NIHILISM A doctrine holding that all values are baseless and that nothing can be known or communicated.
NOMINALISM The opposite of realism; the belief that only particular abstract things exist; there are no universals.
NONCOGNITIVISM The belief that moral assertions are neither true nor false but merely express attitudes, feelings, desires or demands.
OCCASIONALISM The belief that all causes and effects are the products of a third thing, usually divine providence.
OPERATIONALISM The belief that the meaning of scientific concepts is best seen in a description of how well they work.
PANENTHEISM The belief which claims that God is in everything and everything is in God.

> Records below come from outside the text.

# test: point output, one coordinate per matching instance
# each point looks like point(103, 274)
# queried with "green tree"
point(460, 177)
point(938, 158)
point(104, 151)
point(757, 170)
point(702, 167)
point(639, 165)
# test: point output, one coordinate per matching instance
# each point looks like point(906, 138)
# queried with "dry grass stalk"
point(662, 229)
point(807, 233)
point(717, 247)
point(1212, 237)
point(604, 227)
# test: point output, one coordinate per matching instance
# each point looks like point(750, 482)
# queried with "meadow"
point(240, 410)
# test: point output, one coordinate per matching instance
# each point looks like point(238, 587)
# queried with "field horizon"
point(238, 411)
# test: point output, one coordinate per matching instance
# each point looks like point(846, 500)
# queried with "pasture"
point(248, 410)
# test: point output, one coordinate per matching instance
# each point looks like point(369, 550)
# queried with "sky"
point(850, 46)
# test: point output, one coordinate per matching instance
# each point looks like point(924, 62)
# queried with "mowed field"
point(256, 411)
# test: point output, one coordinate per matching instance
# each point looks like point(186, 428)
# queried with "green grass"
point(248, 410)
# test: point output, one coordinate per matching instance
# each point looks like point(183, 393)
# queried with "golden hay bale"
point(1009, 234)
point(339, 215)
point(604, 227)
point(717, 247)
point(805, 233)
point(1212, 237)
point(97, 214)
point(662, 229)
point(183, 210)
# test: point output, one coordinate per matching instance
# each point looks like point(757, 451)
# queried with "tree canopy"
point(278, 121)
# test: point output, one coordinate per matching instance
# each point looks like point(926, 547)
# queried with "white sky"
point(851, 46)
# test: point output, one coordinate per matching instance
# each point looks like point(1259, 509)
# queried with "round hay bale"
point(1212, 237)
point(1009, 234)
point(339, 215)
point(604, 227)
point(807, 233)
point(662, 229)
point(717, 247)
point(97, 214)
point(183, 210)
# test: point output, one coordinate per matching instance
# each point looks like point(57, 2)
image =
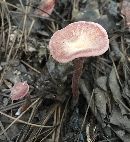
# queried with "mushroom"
point(75, 41)
point(19, 90)
point(45, 8)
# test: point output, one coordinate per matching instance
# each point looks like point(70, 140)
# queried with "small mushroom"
point(45, 8)
point(75, 41)
point(19, 90)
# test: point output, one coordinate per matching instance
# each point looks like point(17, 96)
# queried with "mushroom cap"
point(19, 90)
point(78, 39)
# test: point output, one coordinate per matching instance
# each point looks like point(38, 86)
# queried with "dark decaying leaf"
point(115, 89)
point(125, 10)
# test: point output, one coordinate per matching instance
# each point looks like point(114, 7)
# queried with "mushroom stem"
point(78, 66)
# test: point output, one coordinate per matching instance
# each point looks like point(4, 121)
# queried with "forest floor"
point(46, 113)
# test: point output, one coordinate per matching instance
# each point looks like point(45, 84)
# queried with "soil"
point(47, 113)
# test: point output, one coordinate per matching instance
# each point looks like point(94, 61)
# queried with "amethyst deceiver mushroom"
point(75, 41)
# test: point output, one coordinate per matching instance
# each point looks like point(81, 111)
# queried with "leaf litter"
point(102, 113)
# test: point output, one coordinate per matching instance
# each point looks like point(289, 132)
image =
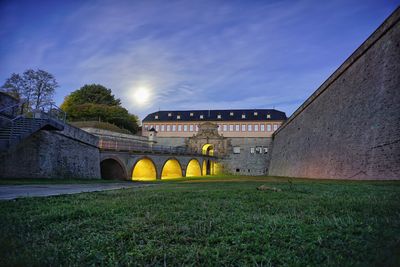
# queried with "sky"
point(179, 55)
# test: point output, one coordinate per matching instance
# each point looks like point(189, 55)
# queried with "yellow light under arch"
point(144, 170)
point(208, 149)
point(193, 168)
point(171, 169)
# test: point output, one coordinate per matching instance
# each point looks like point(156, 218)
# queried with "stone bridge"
point(128, 165)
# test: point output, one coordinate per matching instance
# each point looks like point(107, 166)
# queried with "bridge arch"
point(193, 168)
point(144, 170)
point(171, 169)
point(112, 169)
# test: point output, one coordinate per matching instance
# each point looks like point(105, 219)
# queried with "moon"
point(141, 96)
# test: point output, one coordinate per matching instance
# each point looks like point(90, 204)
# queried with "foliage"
point(35, 87)
point(91, 93)
point(100, 125)
point(96, 102)
point(208, 222)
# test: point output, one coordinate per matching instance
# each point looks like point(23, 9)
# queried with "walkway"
point(8, 192)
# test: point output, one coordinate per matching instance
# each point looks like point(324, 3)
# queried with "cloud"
point(189, 54)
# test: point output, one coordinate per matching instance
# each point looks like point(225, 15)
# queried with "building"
point(241, 138)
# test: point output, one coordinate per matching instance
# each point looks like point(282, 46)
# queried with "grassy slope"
point(219, 221)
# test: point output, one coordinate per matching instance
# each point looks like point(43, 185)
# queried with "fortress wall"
point(350, 127)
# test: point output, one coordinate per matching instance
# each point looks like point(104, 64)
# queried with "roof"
point(217, 115)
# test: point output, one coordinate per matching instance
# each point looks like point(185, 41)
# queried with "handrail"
point(13, 107)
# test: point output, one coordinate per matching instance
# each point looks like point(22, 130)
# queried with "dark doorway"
point(111, 170)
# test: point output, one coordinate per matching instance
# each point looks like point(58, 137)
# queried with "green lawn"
point(212, 221)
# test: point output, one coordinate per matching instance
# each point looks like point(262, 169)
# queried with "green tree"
point(96, 102)
point(36, 87)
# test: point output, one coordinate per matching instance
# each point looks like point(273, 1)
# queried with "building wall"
point(226, 128)
point(350, 127)
point(71, 153)
point(252, 159)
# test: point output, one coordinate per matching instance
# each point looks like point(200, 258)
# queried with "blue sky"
point(188, 54)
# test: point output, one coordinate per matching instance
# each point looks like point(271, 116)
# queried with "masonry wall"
point(246, 162)
point(350, 127)
point(71, 153)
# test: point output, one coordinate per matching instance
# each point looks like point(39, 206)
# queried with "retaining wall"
point(350, 127)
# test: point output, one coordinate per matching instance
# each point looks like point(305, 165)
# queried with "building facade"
point(240, 138)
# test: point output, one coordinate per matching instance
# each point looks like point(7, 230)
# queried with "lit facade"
point(240, 139)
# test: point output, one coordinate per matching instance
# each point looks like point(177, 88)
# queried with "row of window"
point(219, 116)
point(221, 128)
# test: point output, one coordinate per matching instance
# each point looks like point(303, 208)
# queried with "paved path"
point(8, 192)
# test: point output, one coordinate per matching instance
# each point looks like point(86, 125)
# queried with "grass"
point(209, 222)
point(99, 125)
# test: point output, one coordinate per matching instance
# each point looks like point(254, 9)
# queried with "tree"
point(35, 87)
point(96, 102)
point(91, 93)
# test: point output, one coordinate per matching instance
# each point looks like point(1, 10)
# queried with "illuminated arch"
point(171, 169)
point(144, 170)
point(112, 169)
point(208, 149)
point(193, 168)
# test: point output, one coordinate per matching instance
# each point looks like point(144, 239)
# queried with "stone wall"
point(350, 127)
point(71, 153)
point(246, 162)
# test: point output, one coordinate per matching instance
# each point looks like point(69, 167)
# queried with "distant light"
point(141, 96)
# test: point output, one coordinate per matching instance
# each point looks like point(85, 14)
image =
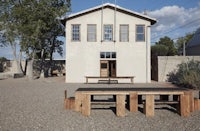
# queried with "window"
point(108, 32)
point(140, 30)
point(75, 32)
point(124, 35)
point(104, 65)
point(91, 33)
point(107, 55)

PANPSYCHISM The belief that everything in the world has a mental aspect.
PANTHEISM The view that God is everything and everything is God.
PARALLELISM The belief that although the human mind and body do not affect each other, their features and actions coordinate perfectly.
PERCEPTUALISM A belief in the optical truth (what is actually there) as opposed to what something means.
PHENOMENALISM The belief that physical objects have no reality beyond our perception of them.
PHYSICALISM The belief that everything that occurs in the mind can be explained through the physical world.
PLURALISM The belief that reality includes many different kinds of things, that there are many different sources of value.
POSITIVISM The belief that natural science, based on observations, is the only kind of knowledge we can have.
POSTMODERNISM The rejection of the notion of universal objective truth.
PRAGMATISM The idea that meaning and truth are practical outcomes of actions performed under the influence of ideas and beliefs.
PRESCRIPTIVISM The idea that the use of moral language commits one to act in accordance with those morals.
RATIONALISM The belief that reason is the only reliable source of human knowledge.
REALISM The belief in universal principles that are independent of particular abstract things.
REDUCTIONISM The belief that statements of one sort can be systematically replaced by statements of a simpler kind.
RELATIVISM The belief that there are no absolutes, only perspectives that are specific to a particular time, place or society.
REPRESENTATIONALISM The belief that we are aware of objects only through the ideas that represent them.
RULE UTILITARIANISM The view that an action is right if good consequences follow for everyone who performs that action.
SCIENTIFIC NATURALISM A philosophical tenet that describes life as a mechanically unfolding natural process without a need of the supernatural.
SCIENTISM The fundamentalist philosophical position that claims that science alone is the sole authority that can render truth about the world and reality.
SKEPTICISM The belief that some or all human knowledge is impossible.
SOLIPSISM The belief that only one’s self is real and everything else is an object of one’s consciousness.
SOPHISM An argument that sounds good but that is really false, especially if delivered by someone who is being knowingly deceptive.
STOICISM A collection of human knowledge that includes formal logic, the study of the natural world, and a naturalistic explanation of human nature and conduct.
THEISM The belief in the existence of a personal God as an entity worthy of worship.
UTILITARIANISM The idea that human conduct is either right or wrong depending on how it affects other people.
VOLUNTARISM The belief that reality, morality and the structure of society are determined by a divine will.